Doomsday cult members emerge from Russian cave
Last Updated: Tuesday, April 1, 2008 | 6:03 AM ET
CBC News
Fourteen members of a Russian doomsday cult have come out from the cave they were hiding in while waiting for the world to end, according to emergency officials in Moscow.
Spokesman Dmitry Yeskin said all are in decent condition. Melting snow caused part of the cave to collapse, and a number of cult members, including four young children, remain inside and could possibly be dead.
Thirty-five people took refuge in the cave in the Penza region, about 650 kilometres southeast of Moscow, in November, threatening to detonate 400 litres of gas canisters if authorities tried to remove them. The cave dwellers, members of a group calling itself the True Russian Orthodox Church, said they were waiting for the end of world, which they believed would come sometime in May.

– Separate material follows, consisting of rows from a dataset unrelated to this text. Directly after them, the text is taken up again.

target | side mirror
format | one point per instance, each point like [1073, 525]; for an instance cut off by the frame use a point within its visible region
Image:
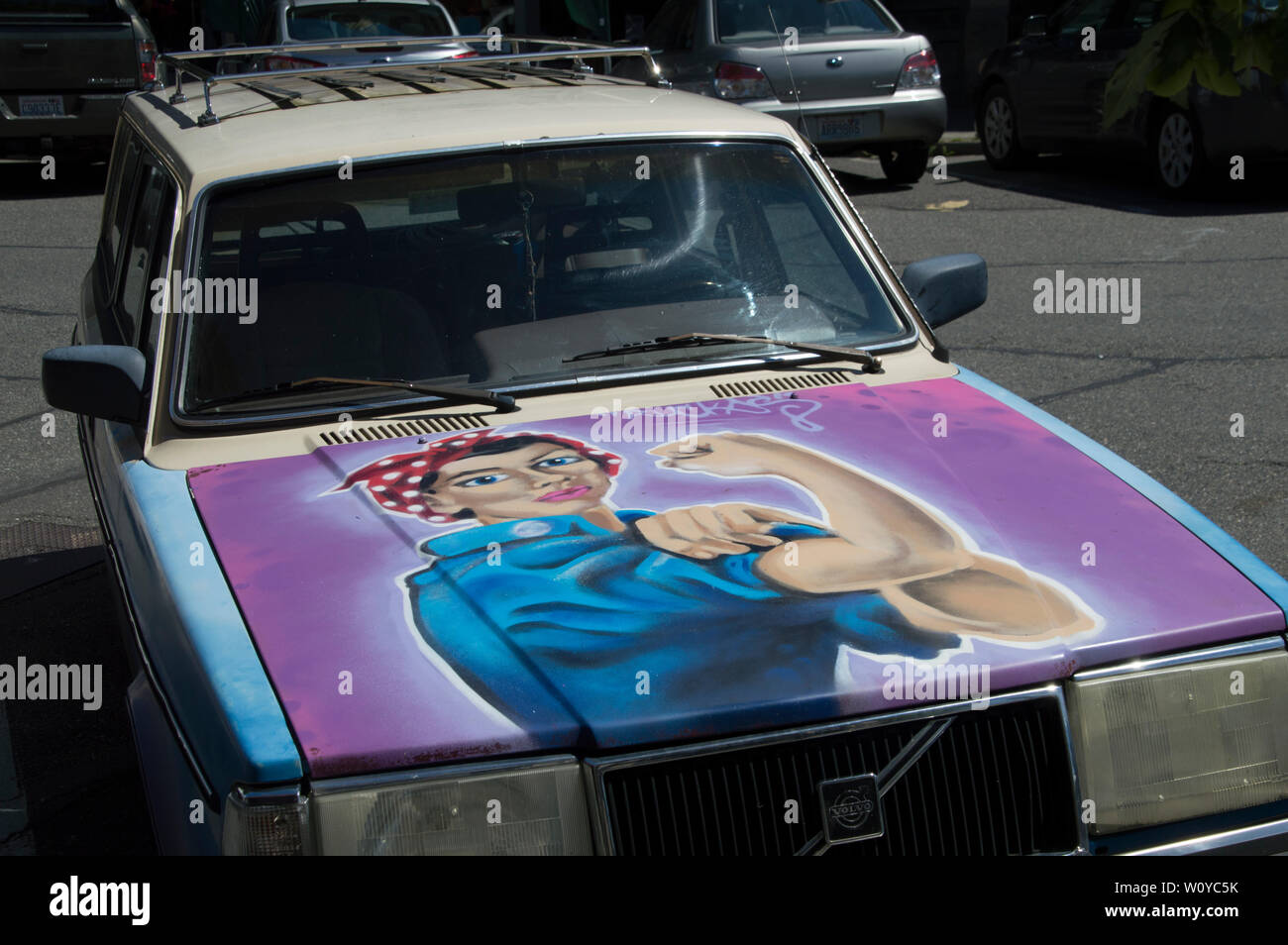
[947, 287]
[103, 381]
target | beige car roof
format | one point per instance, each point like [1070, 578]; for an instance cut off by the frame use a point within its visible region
[265, 129]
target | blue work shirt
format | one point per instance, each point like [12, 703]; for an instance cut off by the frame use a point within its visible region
[553, 619]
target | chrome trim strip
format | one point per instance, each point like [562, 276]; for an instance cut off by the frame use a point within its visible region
[185, 750]
[597, 768]
[1172, 660]
[1215, 842]
[838, 202]
[888, 777]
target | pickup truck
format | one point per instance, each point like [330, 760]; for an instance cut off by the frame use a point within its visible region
[64, 68]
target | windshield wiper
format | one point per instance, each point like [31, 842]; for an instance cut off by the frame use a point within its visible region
[502, 403]
[696, 339]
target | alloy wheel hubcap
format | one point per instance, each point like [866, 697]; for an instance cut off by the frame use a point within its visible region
[999, 127]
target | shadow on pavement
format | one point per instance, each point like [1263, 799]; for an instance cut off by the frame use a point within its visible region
[73, 176]
[1116, 184]
[68, 776]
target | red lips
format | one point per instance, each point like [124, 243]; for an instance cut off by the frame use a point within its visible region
[565, 494]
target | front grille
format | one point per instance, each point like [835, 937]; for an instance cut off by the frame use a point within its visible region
[771, 385]
[398, 429]
[995, 782]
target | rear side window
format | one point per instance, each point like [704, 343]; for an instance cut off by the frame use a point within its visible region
[673, 27]
[94, 11]
[125, 165]
[146, 223]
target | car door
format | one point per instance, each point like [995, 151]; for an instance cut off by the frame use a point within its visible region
[671, 38]
[1056, 91]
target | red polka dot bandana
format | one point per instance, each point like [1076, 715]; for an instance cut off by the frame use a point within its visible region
[394, 480]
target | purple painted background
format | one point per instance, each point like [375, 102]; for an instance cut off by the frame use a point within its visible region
[318, 576]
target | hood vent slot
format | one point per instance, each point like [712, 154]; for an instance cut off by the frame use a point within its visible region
[395, 429]
[771, 385]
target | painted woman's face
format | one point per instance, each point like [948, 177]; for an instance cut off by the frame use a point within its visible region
[528, 483]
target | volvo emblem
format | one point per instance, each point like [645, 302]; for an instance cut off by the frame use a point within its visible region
[851, 808]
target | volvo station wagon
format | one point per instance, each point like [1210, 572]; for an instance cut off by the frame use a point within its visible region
[500, 458]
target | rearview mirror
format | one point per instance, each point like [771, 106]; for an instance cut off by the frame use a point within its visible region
[947, 287]
[103, 381]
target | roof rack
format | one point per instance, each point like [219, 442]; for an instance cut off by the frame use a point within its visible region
[552, 51]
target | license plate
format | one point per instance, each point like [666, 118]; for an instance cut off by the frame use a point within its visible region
[40, 106]
[845, 127]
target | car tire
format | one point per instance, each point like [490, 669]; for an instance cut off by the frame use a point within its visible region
[905, 163]
[1000, 129]
[1176, 155]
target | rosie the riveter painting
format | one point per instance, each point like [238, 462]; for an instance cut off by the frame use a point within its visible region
[554, 588]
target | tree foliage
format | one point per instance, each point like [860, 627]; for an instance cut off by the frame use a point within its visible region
[1212, 43]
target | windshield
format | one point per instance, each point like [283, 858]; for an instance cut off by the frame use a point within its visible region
[355, 21]
[750, 21]
[494, 269]
[97, 11]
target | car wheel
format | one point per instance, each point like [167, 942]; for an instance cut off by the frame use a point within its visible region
[1176, 153]
[905, 163]
[1000, 129]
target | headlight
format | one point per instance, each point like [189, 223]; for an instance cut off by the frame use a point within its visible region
[519, 808]
[267, 821]
[919, 71]
[735, 80]
[1181, 742]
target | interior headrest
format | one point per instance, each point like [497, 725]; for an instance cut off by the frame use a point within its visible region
[496, 202]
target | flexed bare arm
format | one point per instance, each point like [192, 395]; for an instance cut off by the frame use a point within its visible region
[887, 542]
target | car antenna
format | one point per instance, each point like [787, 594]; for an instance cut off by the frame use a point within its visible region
[797, 93]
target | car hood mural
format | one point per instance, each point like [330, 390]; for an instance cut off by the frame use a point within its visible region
[722, 567]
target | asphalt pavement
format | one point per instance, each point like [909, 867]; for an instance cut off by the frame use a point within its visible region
[1211, 344]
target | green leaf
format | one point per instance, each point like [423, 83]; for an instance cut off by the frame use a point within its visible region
[1170, 84]
[1253, 52]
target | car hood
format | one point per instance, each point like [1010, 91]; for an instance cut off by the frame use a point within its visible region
[397, 640]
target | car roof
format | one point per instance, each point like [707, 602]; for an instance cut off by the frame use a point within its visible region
[263, 129]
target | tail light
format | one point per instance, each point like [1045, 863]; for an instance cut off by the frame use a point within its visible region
[919, 71]
[290, 62]
[147, 62]
[735, 80]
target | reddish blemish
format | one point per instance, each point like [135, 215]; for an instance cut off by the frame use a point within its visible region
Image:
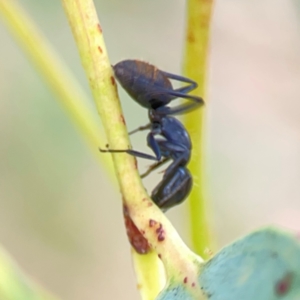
[122, 119]
[112, 79]
[135, 237]
[100, 49]
[283, 285]
[191, 37]
[160, 233]
[152, 223]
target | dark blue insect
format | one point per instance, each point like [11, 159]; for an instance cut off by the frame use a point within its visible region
[168, 138]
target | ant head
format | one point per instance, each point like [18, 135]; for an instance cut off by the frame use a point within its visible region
[153, 116]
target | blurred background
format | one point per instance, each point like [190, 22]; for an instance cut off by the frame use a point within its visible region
[60, 215]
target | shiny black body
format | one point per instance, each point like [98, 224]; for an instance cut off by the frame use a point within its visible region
[167, 137]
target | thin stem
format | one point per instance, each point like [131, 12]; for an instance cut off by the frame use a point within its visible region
[199, 14]
[156, 228]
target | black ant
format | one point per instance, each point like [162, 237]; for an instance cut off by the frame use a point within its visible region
[168, 138]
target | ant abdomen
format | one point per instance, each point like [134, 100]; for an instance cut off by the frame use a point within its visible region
[146, 84]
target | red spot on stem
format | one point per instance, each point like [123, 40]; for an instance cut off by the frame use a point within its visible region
[152, 223]
[112, 79]
[135, 237]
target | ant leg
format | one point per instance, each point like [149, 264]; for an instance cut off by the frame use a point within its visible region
[155, 166]
[180, 109]
[173, 189]
[152, 143]
[130, 152]
[167, 147]
[186, 89]
[145, 127]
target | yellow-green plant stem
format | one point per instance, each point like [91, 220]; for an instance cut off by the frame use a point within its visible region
[146, 266]
[199, 14]
[148, 218]
[56, 74]
[14, 285]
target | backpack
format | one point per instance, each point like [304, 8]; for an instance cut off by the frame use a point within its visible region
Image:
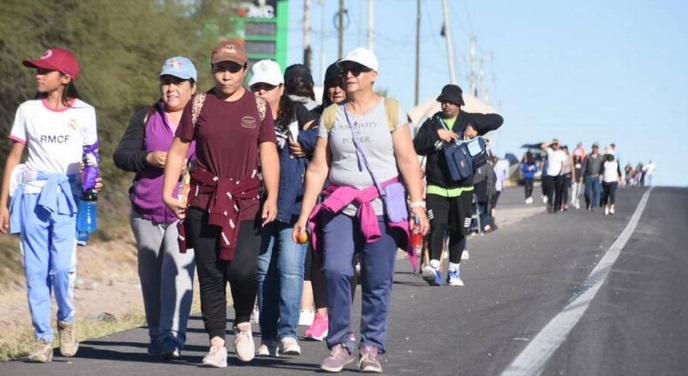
[391, 108]
[199, 99]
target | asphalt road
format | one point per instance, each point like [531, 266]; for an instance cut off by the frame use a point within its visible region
[534, 303]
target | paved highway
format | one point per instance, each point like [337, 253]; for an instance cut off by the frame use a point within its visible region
[572, 293]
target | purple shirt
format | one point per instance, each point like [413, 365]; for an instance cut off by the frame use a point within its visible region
[146, 193]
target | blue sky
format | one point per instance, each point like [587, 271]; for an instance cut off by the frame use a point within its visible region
[590, 71]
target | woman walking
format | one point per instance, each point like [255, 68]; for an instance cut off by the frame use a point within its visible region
[352, 216]
[166, 274]
[236, 157]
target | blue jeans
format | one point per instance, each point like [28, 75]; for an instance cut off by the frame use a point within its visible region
[341, 237]
[593, 190]
[49, 257]
[280, 281]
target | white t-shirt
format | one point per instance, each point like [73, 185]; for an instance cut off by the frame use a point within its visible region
[555, 161]
[374, 134]
[501, 169]
[55, 139]
[611, 173]
[649, 168]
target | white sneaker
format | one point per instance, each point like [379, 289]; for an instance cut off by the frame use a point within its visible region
[244, 346]
[255, 315]
[289, 346]
[216, 358]
[268, 348]
[453, 277]
[306, 317]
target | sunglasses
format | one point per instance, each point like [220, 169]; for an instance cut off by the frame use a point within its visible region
[171, 80]
[228, 67]
[355, 69]
[262, 86]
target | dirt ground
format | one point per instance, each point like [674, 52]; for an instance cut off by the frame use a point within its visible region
[107, 282]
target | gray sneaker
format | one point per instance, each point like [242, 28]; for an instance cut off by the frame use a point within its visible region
[268, 347]
[69, 344]
[369, 360]
[289, 346]
[42, 352]
[244, 346]
[170, 349]
[339, 357]
[216, 358]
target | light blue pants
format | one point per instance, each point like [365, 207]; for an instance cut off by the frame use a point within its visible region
[281, 264]
[593, 191]
[166, 277]
[48, 244]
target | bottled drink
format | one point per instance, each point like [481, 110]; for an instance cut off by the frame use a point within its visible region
[87, 217]
[81, 238]
[417, 237]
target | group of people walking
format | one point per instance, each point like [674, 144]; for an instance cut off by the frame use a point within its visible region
[566, 175]
[279, 189]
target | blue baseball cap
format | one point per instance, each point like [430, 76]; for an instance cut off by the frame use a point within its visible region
[180, 67]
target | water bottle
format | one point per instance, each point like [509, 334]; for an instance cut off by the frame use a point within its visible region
[87, 217]
[416, 237]
[81, 238]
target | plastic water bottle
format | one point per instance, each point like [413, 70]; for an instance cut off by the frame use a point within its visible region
[417, 237]
[87, 217]
[81, 238]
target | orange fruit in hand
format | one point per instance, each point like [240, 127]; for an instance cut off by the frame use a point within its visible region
[303, 238]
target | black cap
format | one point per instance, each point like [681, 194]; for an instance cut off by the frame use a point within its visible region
[298, 80]
[451, 94]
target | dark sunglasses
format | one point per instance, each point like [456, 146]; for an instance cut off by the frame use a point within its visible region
[228, 67]
[355, 69]
[170, 80]
[335, 82]
[262, 86]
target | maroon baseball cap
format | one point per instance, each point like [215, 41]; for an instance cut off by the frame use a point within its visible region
[229, 50]
[57, 59]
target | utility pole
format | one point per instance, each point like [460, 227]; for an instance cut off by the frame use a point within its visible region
[417, 54]
[322, 39]
[307, 50]
[371, 19]
[340, 28]
[473, 71]
[450, 47]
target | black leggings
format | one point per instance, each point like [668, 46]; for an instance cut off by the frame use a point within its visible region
[214, 273]
[439, 224]
[314, 265]
[609, 193]
[528, 186]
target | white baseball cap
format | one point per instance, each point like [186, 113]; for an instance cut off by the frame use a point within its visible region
[266, 71]
[361, 56]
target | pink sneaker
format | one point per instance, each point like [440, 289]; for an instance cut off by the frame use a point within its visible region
[319, 328]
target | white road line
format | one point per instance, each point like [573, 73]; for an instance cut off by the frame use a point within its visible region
[532, 360]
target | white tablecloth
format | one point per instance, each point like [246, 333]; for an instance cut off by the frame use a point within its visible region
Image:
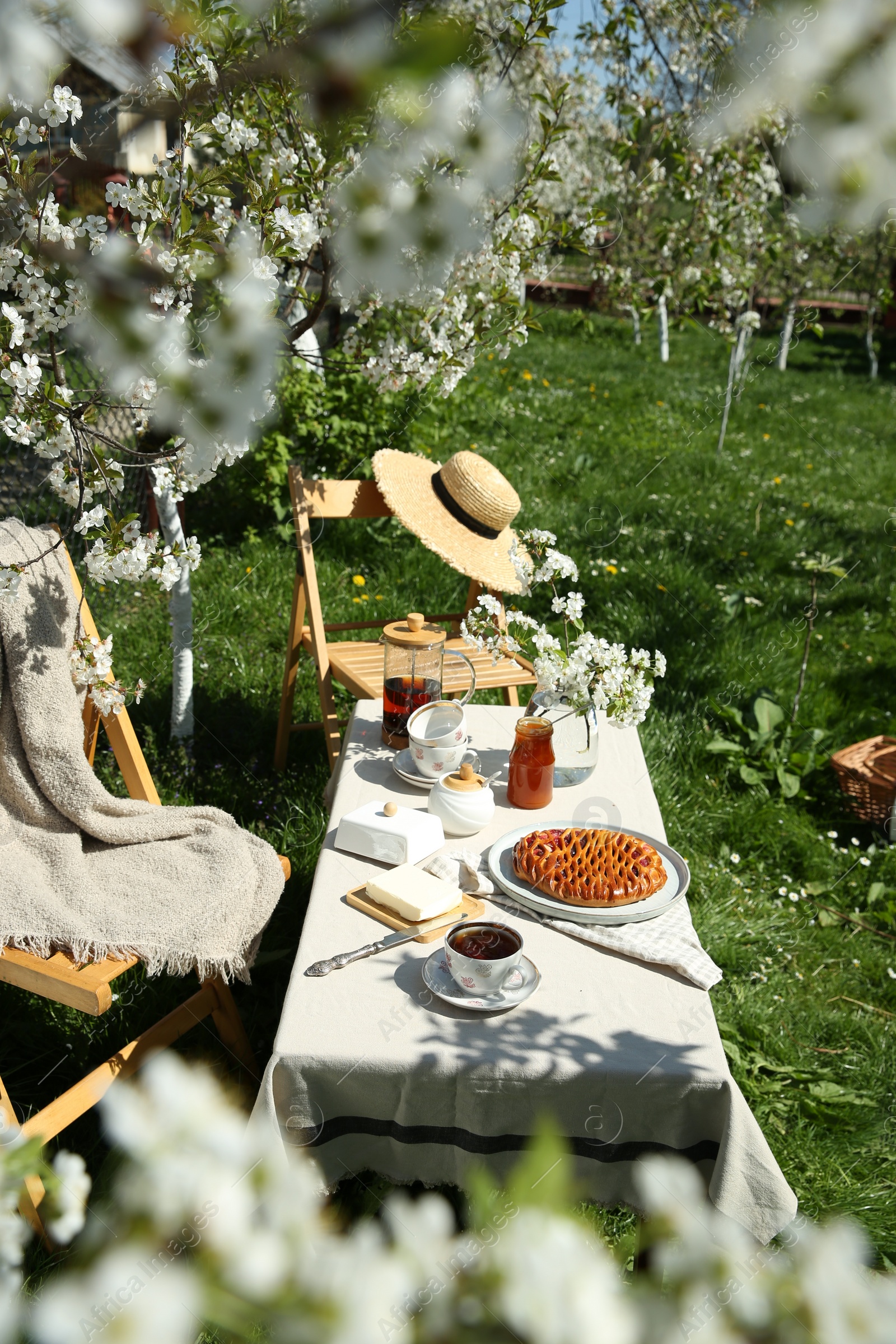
[371, 1072]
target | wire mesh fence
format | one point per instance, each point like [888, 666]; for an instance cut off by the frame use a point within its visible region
[25, 488]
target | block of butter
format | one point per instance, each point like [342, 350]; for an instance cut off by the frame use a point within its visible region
[414, 894]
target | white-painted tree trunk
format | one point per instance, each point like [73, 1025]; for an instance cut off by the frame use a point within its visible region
[786, 335]
[870, 343]
[664, 330]
[732, 374]
[180, 605]
[742, 363]
[307, 346]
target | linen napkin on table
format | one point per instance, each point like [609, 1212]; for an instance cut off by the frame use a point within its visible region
[463, 869]
[669, 940]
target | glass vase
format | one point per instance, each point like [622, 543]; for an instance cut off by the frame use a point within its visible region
[575, 740]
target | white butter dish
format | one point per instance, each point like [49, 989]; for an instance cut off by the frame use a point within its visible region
[398, 835]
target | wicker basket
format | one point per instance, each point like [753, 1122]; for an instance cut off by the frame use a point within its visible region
[867, 774]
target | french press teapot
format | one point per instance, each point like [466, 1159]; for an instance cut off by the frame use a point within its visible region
[413, 673]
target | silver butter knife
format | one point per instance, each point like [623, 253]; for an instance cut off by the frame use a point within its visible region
[344, 959]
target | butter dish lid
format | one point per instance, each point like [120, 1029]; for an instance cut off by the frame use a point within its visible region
[389, 816]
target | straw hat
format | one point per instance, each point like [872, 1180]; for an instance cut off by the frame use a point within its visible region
[463, 511]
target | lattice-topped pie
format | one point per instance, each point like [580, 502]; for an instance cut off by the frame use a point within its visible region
[587, 867]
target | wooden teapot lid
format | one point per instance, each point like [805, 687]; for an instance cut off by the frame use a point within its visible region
[465, 780]
[414, 633]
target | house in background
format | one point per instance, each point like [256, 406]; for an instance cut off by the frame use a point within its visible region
[116, 138]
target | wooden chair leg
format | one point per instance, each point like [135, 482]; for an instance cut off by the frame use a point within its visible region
[332, 736]
[77, 1100]
[288, 694]
[90, 717]
[30, 1200]
[230, 1027]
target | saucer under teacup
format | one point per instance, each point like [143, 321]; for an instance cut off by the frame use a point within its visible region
[406, 769]
[438, 979]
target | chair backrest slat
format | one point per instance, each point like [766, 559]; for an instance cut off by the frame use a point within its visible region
[343, 499]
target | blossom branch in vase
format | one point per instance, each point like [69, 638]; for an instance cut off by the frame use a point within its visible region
[580, 671]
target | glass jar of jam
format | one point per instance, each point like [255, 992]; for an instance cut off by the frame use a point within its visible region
[531, 774]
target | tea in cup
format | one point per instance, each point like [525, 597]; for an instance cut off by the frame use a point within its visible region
[484, 959]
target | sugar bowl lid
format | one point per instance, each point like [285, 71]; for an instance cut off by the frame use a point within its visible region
[414, 633]
[464, 780]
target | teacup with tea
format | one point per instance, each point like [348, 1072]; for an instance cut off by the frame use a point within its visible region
[484, 959]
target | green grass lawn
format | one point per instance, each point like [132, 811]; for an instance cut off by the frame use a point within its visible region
[606, 449]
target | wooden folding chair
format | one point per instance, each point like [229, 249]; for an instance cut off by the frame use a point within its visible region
[86, 987]
[358, 664]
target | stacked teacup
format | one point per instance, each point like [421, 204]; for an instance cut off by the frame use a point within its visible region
[438, 738]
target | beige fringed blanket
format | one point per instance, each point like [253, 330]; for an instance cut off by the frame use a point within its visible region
[180, 888]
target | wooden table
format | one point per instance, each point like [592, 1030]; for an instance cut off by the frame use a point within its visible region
[371, 1072]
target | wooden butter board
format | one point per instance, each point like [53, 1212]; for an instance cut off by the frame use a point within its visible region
[358, 898]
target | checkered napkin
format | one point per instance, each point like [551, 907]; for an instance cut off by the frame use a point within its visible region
[669, 940]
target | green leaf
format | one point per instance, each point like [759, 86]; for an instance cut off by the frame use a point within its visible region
[834, 1094]
[789, 783]
[875, 893]
[767, 714]
[725, 745]
[732, 1050]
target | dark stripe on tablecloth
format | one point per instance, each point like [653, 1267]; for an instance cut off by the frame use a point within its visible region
[340, 1127]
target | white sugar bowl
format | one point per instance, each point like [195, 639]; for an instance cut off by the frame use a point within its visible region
[463, 803]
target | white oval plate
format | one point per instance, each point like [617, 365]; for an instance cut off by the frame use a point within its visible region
[673, 892]
[440, 980]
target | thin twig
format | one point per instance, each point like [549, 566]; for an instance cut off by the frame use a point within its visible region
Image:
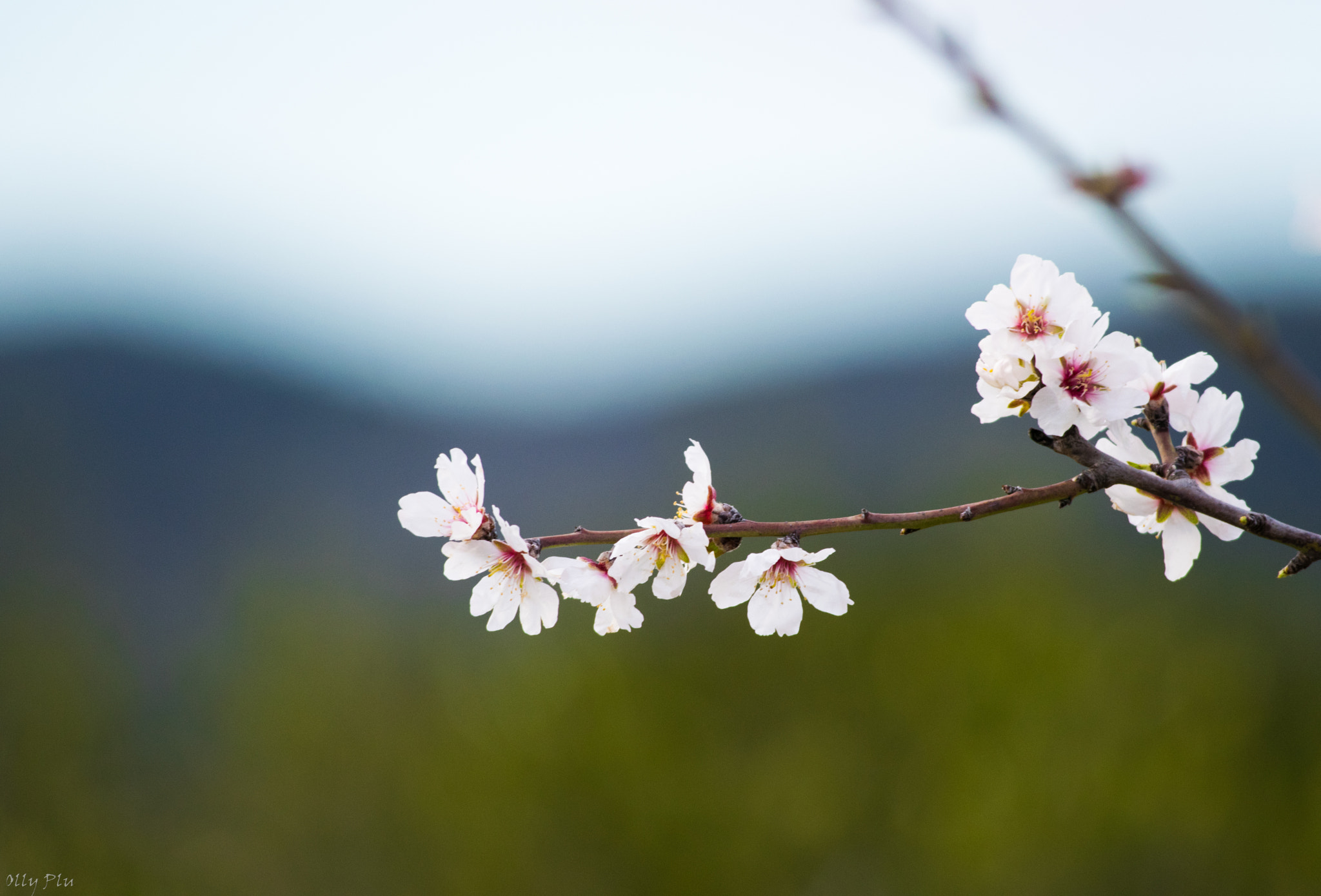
[1255, 346]
[1105, 471]
[1102, 472]
[863, 521]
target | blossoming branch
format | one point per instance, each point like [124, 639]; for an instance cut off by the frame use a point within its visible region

Attempts by a group of Russian Orthodox monks to coax the group out of the cave in November proved futile. Seven cult members, however, chose to leave the cave three days ago.
The group is led by Pyotr Kuznetsov, a trained engineer from a religious family who declared himself a prophet several years ago, left his family and settled in a village near the cave.
He did not join the group in the cave, and underwent a psychiatric evaluation in November after being charged with setting up a religious organization associated with violence.
Kuznetsov was said to have blessed his followers, many of whom were women, before sending them into the cave, the Russian newspaper Izvestia reported at the time. The group brought stocks of food and other supplies with them, and had access to doctors if necessary.
There are about 10 similar, nominally Christian cults in Russia, Alexander Dvorkin of the Moscow-based independent Centre of Religious Studies told the Associated Press last year, with members living in isolation under the influence of a leader.